少ない使用量で、効率的にスイングウェイトを増加できるので、この位置から張ってみるのをおススメします。
さらに先端を走らせたいのなら、11時と1時方向に位置を変えてみて下さい。
(ラケットの先にいくほど、重さを感じやすくなってしまいますので、重量を少なく調整すると良いでしょう)
画像:テニスワン
◆ラケットフェースの一番上(12時の方向)に貼る
少ない重量で振りぬきが良くなります。
ストロークを強化したい場合には、ここに貼ることで「トップヘビー」になります。
けれども、面のぶれが起きやすくなります。
また、ストリングスを張る時に邪魔になってしまいます。
画像:tennisneed
そのほかの位置としては
◆スロートに貼る(6時の方向)
バランスやスイングの重さをこれまでと変わらないようにして、フレームの全体的な質量を増やすことができます。
操作性は、やや悪くなりますが、打ち負ける感じは減少します。
◆グリップ近くに貼る(もしくは、元グリップの下)
フレームの先の方にテープを追加しても、以前と同じバランスを保ちたいのなら、そうした場合に同じ重量のテープをグリップの下に置く必要があります。
また、ラケットを「トップライト」にする目的で貼る場合は、重たくしすぎない限り操作性が上がります。

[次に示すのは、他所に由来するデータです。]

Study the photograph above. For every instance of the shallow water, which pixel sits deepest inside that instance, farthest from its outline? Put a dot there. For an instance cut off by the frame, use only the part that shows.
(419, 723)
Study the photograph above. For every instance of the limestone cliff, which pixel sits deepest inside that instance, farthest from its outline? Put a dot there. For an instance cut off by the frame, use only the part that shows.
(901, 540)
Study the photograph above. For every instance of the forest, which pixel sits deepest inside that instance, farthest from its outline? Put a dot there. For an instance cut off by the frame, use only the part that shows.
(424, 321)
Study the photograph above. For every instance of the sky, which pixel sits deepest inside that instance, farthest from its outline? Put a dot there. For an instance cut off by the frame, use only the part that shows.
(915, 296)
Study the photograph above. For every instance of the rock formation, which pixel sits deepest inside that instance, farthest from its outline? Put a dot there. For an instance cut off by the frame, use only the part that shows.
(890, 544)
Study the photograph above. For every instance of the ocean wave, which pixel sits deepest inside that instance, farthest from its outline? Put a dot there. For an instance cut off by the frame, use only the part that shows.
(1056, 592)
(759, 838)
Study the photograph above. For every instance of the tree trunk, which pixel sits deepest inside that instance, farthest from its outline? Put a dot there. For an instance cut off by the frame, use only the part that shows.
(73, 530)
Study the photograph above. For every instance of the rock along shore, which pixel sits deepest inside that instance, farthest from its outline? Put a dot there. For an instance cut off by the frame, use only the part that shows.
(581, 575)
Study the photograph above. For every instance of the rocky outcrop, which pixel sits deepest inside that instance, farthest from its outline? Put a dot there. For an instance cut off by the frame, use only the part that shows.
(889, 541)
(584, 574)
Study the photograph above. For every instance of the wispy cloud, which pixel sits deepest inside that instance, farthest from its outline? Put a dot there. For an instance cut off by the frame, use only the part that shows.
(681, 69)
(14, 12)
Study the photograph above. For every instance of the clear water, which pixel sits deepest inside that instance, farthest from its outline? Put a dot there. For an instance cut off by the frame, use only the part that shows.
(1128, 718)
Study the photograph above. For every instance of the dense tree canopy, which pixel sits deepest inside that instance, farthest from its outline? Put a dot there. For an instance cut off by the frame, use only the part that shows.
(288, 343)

ボレーやレシーブのような速いラケット操作の必要がある時には、先が軽いことがメリットとなります。
元グリップの下に貼るとグリップ形状が変わってしまいますので、グリップエンドを外してバイブに貼りつけてから、グリップエンドを再び取りつけるようにする必要があります。
画像:丁稚のテニス雑記帳
全日本プレーヤーの場合
全日本プレーヤーの方がどのようにラケットに、チューニングをしているかについてインタビューしている動画がありました。
「鉛テープ」をどのような目的で、どこに貼っているかが語られています。
男子2名、女子2名プレイヤーが登場します。
その中で、女子選手は市販のラケットを自分のプレーに合わせたり、打ちたいボールのイメージがあればチューンナップした方が良いとコメントしています。
一般プレイヤーの場合
一般プレイヤーの場合は、同じラケットを何本も持っている方は少なく、1本だけという方も多いと思います。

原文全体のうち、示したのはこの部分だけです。